As Waldo Emerson said in class one day, “When does a God-given talent cross an imperceptible boundary and become a devilish knack? And how does the devil go about bestowing gifts and hidden powers that, when they were granted unto prophets and apostles in the holy scriptures, were clearly gifts of the Spirit of God? Is it not possible that in condemning the talent instead of the misuse of that talent, we are rejecting the gifts of God and slaying some of his best beloved? Should we not then judge the moral character of the act rather than its extraordinariness?”

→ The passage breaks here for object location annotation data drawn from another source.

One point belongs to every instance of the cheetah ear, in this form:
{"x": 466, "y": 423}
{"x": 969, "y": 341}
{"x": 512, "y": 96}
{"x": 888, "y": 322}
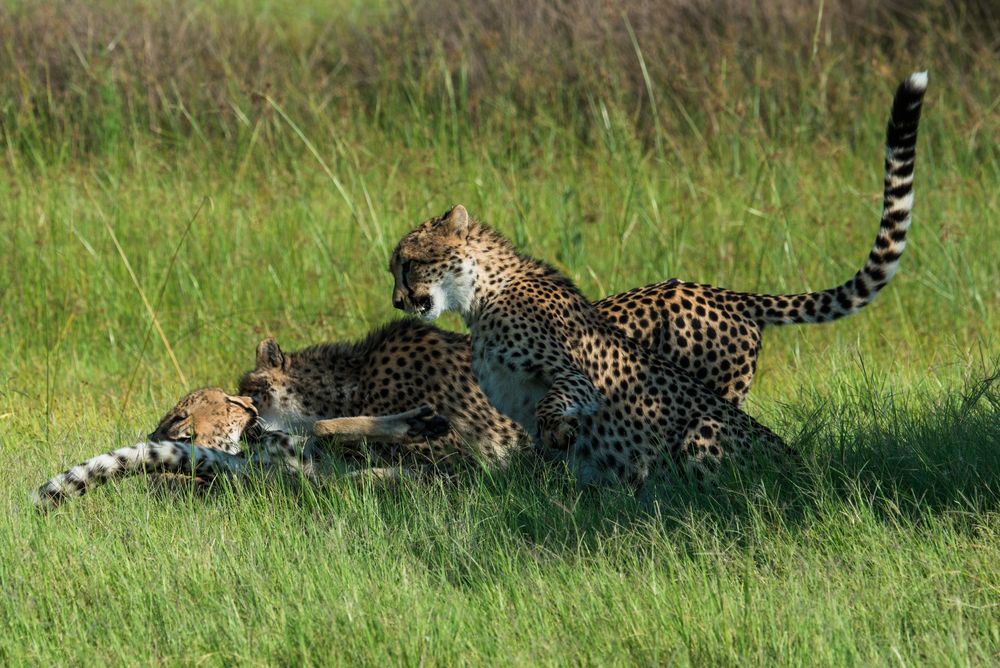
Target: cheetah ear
{"x": 457, "y": 219}
{"x": 269, "y": 355}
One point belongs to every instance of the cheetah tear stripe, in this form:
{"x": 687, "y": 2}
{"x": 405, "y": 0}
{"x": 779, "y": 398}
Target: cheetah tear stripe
{"x": 883, "y": 260}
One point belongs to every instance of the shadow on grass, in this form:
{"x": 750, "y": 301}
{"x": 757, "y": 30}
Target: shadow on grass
{"x": 884, "y": 463}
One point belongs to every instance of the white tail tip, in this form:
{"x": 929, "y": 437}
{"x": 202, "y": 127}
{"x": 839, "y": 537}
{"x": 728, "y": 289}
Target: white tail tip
{"x": 918, "y": 80}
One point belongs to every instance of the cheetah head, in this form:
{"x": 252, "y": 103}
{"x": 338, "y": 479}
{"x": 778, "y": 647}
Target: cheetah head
{"x": 432, "y": 267}
{"x": 207, "y": 417}
{"x": 273, "y": 389}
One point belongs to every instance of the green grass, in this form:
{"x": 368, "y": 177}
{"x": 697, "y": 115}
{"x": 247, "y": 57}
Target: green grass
{"x": 882, "y": 549}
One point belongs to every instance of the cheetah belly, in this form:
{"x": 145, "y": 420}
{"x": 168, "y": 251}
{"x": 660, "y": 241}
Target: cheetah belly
{"x": 513, "y": 393}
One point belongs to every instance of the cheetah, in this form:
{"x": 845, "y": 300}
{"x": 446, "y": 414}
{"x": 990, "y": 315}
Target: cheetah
{"x": 549, "y": 359}
{"x": 714, "y": 333}
{"x": 402, "y": 364}
{"x": 202, "y": 436}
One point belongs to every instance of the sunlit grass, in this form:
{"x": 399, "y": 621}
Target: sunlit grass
{"x": 882, "y": 548}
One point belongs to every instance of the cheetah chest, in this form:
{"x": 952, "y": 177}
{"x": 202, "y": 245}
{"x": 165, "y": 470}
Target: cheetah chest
{"x": 515, "y": 393}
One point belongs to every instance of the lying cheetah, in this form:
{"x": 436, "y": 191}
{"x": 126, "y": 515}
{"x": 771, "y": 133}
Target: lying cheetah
{"x": 711, "y": 332}
{"x": 201, "y": 436}
{"x": 549, "y": 359}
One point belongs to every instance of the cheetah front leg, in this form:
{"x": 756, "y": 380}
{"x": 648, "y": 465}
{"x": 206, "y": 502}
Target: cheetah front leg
{"x": 416, "y": 425}
{"x": 571, "y": 396}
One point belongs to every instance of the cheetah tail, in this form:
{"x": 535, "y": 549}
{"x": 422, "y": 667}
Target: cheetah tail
{"x": 883, "y": 260}
{"x": 163, "y": 457}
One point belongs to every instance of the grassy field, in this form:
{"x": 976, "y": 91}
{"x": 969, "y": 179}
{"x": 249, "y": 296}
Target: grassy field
{"x": 276, "y": 216}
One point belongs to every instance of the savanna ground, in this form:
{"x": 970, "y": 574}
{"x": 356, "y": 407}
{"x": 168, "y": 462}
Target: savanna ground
{"x": 243, "y": 169}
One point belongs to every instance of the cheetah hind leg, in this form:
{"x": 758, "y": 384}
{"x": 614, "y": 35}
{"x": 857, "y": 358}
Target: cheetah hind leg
{"x": 416, "y": 425}
{"x": 699, "y": 454}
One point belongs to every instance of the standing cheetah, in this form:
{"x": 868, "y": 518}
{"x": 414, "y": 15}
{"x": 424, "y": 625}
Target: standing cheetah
{"x": 715, "y": 334}
{"x": 201, "y": 436}
{"x": 549, "y": 359}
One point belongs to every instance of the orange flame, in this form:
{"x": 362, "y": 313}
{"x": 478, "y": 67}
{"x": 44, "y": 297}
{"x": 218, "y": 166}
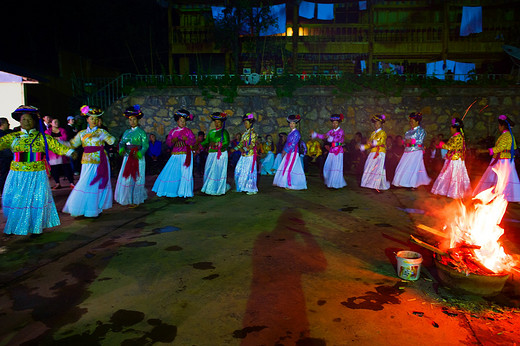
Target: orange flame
{"x": 481, "y": 226}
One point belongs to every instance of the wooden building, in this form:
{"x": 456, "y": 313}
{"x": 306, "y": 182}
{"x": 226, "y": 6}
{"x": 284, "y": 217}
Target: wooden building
{"x": 408, "y": 33}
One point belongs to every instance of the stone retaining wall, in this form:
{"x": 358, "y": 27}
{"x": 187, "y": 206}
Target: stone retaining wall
{"x": 315, "y": 104}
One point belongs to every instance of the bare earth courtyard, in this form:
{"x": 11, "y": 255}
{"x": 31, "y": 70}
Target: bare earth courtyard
{"x": 313, "y": 267}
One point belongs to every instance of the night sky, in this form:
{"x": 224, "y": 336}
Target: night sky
{"x": 114, "y": 34}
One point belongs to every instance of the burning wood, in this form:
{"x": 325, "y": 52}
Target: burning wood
{"x": 474, "y": 234}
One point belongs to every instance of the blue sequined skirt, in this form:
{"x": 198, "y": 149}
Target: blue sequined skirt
{"x": 245, "y": 180}
{"x": 28, "y": 204}
{"x": 175, "y": 180}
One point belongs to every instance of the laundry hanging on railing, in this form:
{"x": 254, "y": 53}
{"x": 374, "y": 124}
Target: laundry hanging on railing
{"x": 471, "y": 22}
{"x": 325, "y": 11}
{"x": 452, "y": 69}
{"x": 306, "y": 9}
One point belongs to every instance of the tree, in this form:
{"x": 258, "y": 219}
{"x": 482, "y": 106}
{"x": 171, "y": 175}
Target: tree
{"x": 241, "y": 24}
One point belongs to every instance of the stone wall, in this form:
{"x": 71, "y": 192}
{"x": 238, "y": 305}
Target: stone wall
{"x": 315, "y": 104}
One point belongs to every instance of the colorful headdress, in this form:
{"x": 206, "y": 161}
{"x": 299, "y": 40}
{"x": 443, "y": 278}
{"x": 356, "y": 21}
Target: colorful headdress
{"x": 456, "y": 122}
{"x": 182, "y": 113}
{"x": 337, "y": 117}
{"x": 35, "y": 112}
{"x": 90, "y": 112}
{"x": 416, "y": 116}
{"x": 133, "y": 111}
{"x": 249, "y": 116}
{"x": 219, "y": 116}
{"x": 378, "y": 117}
{"x": 17, "y": 114}
{"x": 294, "y": 118}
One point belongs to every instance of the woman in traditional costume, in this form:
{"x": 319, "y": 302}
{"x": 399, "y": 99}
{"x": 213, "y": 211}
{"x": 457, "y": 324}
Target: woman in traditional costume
{"x": 502, "y": 160}
{"x": 176, "y": 178}
{"x": 333, "y": 168}
{"x": 269, "y": 148}
{"x": 93, "y": 191}
{"x": 27, "y": 200}
{"x": 246, "y": 168}
{"x": 290, "y": 174}
{"x": 60, "y": 164}
{"x": 374, "y": 173}
{"x": 130, "y": 189}
{"x": 453, "y": 180}
{"x": 410, "y": 171}
{"x": 215, "y": 171}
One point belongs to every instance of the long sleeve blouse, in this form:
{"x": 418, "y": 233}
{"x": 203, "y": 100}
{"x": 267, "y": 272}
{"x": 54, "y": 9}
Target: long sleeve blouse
{"x": 213, "y": 139}
{"x": 55, "y": 159}
{"x": 336, "y": 137}
{"x": 248, "y": 142}
{"x": 134, "y": 137}
{"x": 180, "y": 146}
{"x": 416, "y": 138}
{"x": 455, "y": 147}
{"x": 28, "y": 148}
{"x": 502, "y": 148}
{"x": 89, "y": 137}
{"x": 293, "y": 140}
{"x": 377, "y": 141}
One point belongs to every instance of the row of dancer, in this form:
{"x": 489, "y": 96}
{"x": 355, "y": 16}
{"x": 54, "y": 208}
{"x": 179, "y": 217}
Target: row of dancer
{"x": 27, "y": 195}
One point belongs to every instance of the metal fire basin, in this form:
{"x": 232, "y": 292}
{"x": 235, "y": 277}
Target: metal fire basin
{"x": 482, "y": 285}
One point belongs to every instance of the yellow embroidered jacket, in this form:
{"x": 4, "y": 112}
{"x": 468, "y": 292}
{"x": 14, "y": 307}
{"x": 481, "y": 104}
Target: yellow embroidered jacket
{"x": 455, "y": 147}
{"x": 502, "y": 148}
{"x": 377, "y": 141}
{"x": 20, "y": 143}
{"x": 92, "y": 137}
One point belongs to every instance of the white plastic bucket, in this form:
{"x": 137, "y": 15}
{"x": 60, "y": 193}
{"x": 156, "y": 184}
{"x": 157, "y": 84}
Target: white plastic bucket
{"x": 408, "y": 265}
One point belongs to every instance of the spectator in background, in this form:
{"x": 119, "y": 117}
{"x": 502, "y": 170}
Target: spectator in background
{"x": 356, "y": 157}
{"x": 71, "y": 130}
{"x": 282, "y": 138}
{"x": 47, "y": 122}
{"x": 6, "y": 155}
{"x": 60, "y": 164}
{"x": 154, "y": 155}
{"x": 235, "y": 156}
{"x": 393, "y": 155}
{"x": 314, "y": 155}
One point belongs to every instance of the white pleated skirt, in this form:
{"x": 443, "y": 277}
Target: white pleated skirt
{"x": 175, "y": 180}
{"x": 374, "y": 173}
{"x": 128, "y": 190}
{"x": 88, "y": 200}
{"x": 410, "y": 171}
{"x": 268, "y": 167}
{"x": 27, "y": 203}
{"x": 453, "y": 180}
{"x": 297, "y": 175}
{"x": 215, "y": 174}
{"x": 245, "y": 179}
{"x": 333, "y": 171}
{"x": 489, "y": 179}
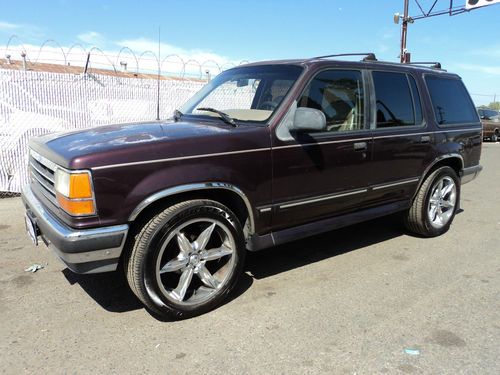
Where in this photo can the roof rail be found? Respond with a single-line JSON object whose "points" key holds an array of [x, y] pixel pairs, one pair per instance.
{"points": [[369, 56], [433, 64]]}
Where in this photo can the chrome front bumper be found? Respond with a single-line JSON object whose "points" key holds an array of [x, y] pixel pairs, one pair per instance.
{"points": [[82, 250]]}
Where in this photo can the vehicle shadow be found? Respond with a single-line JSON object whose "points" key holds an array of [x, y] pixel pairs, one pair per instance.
{"points": [[111, 290]]}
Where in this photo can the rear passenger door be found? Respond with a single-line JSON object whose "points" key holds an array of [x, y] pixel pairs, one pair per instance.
{"points": [[402, 143]]}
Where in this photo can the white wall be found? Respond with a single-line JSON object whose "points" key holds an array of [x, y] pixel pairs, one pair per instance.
{"points": [[34, 103]]}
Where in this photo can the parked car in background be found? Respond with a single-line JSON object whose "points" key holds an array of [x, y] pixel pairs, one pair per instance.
{"points": [[264, 154], [491, 123]]}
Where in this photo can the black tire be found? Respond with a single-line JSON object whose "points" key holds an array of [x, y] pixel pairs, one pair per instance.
{"points": [[155, 245], [418, 220]]}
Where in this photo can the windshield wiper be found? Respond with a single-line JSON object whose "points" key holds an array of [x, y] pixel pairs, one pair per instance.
{"points": [[177, 115], [224, 116]]}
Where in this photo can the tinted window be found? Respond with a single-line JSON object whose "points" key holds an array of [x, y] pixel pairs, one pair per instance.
{"points": [[250, 93], [395, 100], [450, 100], [339, 95], [416, 100]]}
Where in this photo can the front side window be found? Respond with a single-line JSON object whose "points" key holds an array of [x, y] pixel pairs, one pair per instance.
{"points": [[245, 94], [339, 95], [397, 98], [450, 100]]}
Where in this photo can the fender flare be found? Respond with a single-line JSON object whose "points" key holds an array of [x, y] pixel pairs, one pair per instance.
{"points": [[195, 187]]}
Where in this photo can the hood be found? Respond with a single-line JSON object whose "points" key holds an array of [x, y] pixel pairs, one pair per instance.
{"points": [[125, 142]]}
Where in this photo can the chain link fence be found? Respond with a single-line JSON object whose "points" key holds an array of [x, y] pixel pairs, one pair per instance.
{"points": [[35, 103]]}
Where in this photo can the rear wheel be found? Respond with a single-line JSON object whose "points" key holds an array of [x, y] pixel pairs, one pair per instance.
{"points": [[436, 203], [187, 259]]}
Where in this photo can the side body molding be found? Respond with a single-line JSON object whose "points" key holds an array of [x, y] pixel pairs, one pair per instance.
{"points": [[195, 187]]}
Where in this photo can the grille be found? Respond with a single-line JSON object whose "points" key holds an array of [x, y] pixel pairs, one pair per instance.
{"points": [[42, 176]]}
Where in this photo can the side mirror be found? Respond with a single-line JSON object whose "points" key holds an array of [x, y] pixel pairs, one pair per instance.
{"points": [[308, 119]]}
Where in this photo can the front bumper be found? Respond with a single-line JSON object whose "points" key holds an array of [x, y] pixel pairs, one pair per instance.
{"points": [[470, 173], [82, 250]]}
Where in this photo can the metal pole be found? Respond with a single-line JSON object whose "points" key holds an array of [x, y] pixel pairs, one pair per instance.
{"points": [[404, 33], [158, 80]]}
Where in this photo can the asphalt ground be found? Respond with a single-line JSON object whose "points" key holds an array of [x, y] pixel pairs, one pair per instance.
{"points": [[368, 299]]}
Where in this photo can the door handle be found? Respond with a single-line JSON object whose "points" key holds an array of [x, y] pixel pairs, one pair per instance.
{"points": [[360, 146]]}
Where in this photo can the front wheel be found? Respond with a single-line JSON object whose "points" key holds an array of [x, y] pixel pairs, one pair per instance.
{"points": [[436, 203], [187, 259]]}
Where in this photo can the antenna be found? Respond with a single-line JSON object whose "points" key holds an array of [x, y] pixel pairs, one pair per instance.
{"points": [[158, 80]]}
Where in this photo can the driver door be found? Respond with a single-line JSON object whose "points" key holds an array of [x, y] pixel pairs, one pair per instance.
{"points": [[322, 174]]}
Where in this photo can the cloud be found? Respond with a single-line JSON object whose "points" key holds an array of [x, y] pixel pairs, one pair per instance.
{"points": [[8, 26], [492, 70], [91, 37]]}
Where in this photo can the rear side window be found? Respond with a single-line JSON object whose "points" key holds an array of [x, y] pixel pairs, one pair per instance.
{"points": [[398, 102], [450, 101]]}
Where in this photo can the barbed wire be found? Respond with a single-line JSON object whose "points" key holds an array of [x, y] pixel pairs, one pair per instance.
{"points": [[125, 59]]}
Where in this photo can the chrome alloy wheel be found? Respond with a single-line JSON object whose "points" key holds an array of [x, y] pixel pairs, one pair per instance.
{"points": [[195, 261], [442, 202]]}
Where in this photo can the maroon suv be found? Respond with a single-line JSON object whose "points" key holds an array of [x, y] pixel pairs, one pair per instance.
{"points": [[264, 154]]}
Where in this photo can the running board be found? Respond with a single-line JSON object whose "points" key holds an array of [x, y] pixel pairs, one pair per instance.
{"points": [[264, 241]]}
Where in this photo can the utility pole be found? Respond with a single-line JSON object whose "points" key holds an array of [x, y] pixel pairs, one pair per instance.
{"points": [[404, 56]]}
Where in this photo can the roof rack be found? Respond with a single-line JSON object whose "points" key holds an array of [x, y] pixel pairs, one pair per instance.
{"points": [[433, 64], [368, 56]]}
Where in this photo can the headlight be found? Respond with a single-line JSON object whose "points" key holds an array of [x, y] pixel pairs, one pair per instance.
{"points": [[74, 192]]}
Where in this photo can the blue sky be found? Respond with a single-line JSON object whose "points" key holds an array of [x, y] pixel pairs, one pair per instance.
{"points": [[236, 30]]}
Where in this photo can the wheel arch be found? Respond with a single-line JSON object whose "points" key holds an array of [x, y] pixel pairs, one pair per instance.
{"points": [[454, 161], [227, 194]]}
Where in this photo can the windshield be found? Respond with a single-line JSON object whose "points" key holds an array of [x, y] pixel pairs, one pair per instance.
{"points": [[245, 94]]}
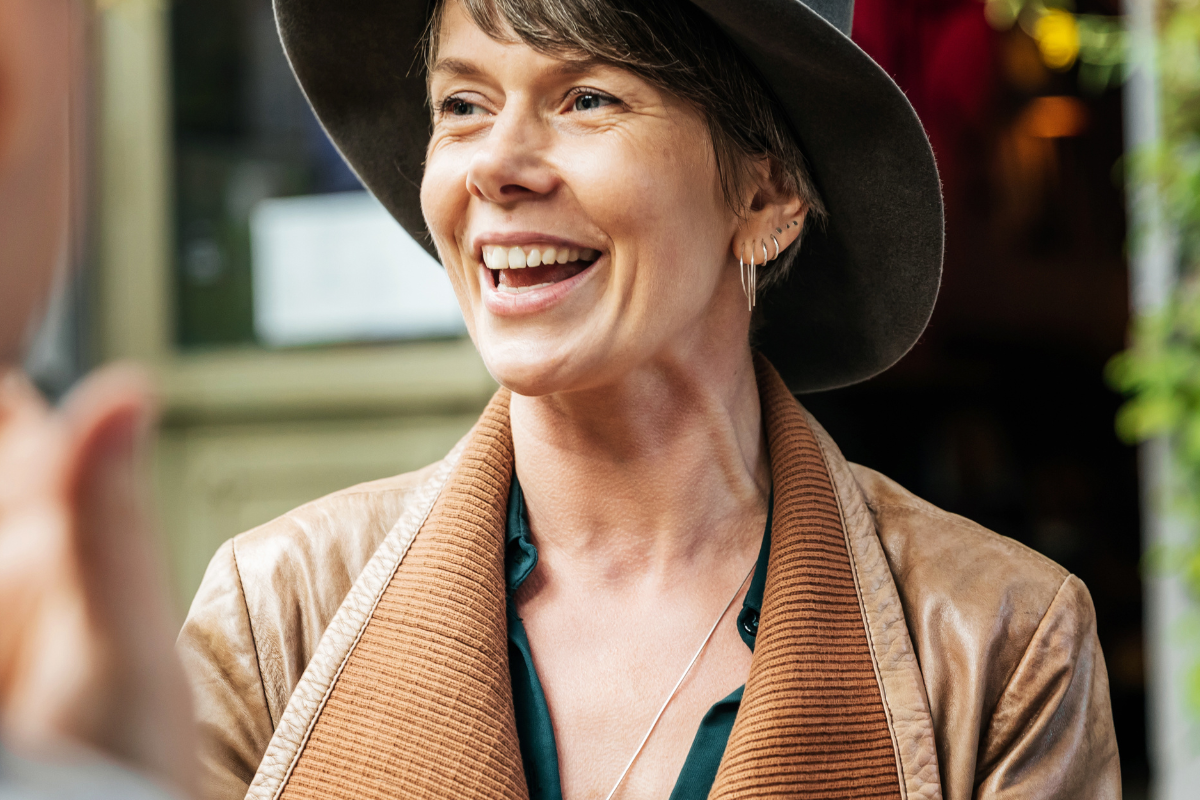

Purity sat in the hallway when he said this, grateful that she was not inside the classroom where the young men would see her trembling, would see the tears streaming down her cheeks, and would think her a weak womanly creature. My parents were innocent, she said to herself, and my talent is from God, to be used in his holy service. Only if I were to turn it to the service of Satan would I be a witch. I might be one of the elect after all.

She fled the college before the lecture was over, lest she be forced to converse with someone, and wandered in the woods along the river Euphrates. Boats plied the river from Boston as far inland as their draft would allow, but the boatmen took no heed of her, since she was a land creature and beneath their notice.

If my talent is from God, she thought, then if I stay here and hide it, am I not rejecting that talent? Am I not burying it in the garden, like the foolish servant in the parable? Should I not find the greater purpose for which the talent was given?